なお、上述した図示実施の形態では、内周面29に異形雌ねじSを螺設した円筒部30bを有する第1締結具30を、鋼板等の金属平板Bを用いて製造する例を示したが、本発明は、それに限らず、ABS等の硬質樹脂を用いて製造することもできる。

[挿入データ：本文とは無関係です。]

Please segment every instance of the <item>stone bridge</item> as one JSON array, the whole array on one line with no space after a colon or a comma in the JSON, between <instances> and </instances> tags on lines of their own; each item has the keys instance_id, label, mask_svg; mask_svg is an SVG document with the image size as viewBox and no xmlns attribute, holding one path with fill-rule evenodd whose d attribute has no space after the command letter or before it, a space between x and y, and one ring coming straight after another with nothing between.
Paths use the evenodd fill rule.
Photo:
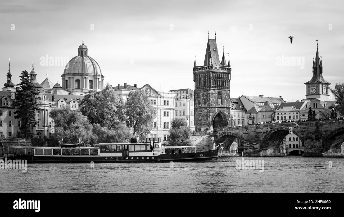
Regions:
<instances>
[{"instance_id":1,"label":"stone bridge","mask_svg":"<svg viewBox=\"0 0 344 217\"><path fill-rule=\"evenodd\" d=\"M230 146L237 138L243 146L244 155L255 156L268 149L280 152L281 142L290 132L303 143L303 156L322 156L323 153L340 148L344 141L344 120L251 124L215 129L214 134L216 143Z\"/></svg>"}]
</instances>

以上の図示実施の形態では、締付バンド10をドラム缶Kに適用した例を示したが、ペール缶など他の有底筒型容器にも広く適用することもできる。更に、容器の形状も、有底状で蓋付きの筒型容器であれば、楕円筒状や角筒状などであってもよく、図示例のドラム缶Kのように円筒状の容器に限られない。
B 金属平板
K ドラム缶(容器)
S 異形雌ねじ
b1 片側板部
b2 他側板部
t 凹凸部
10 締付バンド
11 バンド本体
12 ボルトの雄ねじ
15 ボルト
15a ボルトのねじ軸部
20 第2締結具
20a・30a 固定板部
20b・30b 円筒部
29 円筒部の内周面
30 第1締結具
35 凹部
40 凸部
65 ドラム缶の胴筒
66 蓋
70 固着手段
75 補強リブ

Claims (11)

  1. 蓋を被せた有底筒型容器の上端外周縁に巻き付ける有端環状のバンド本体と、
    ボルトと、それぞれ該ボルトを挿通する円筒部と前記バンド本体の端部に固定する固定板部とからなる第1および第2締結具を備え、前記ボルトを、前記第2締結具の円筒部に通してから前記第1締結具の円筒部に挿通して両締結具を前記ボルトで締結する容器の締付バンドにおいて、
    前記第1締結具は、
    前記円筒部の外周面に一部を凹ませて凹部を設ける一方、その真裏の内周面に突出させて凸部を設けて厚さ方向に凹凸部を形成し、該凹凸部を、前記ボルトのねじ軸部に有した雄ねじの螺線に合わせて、該螺線の円周方向に間隔をあけて連設すると共に前記雄ねじのねじ山間ピッチの複数倍のピッチで配設して前記ボルトの雄ねじが螺合する異形雌ねじを前記円筒部の内周面に形成してなることを特徴とする、容器の締付バンド。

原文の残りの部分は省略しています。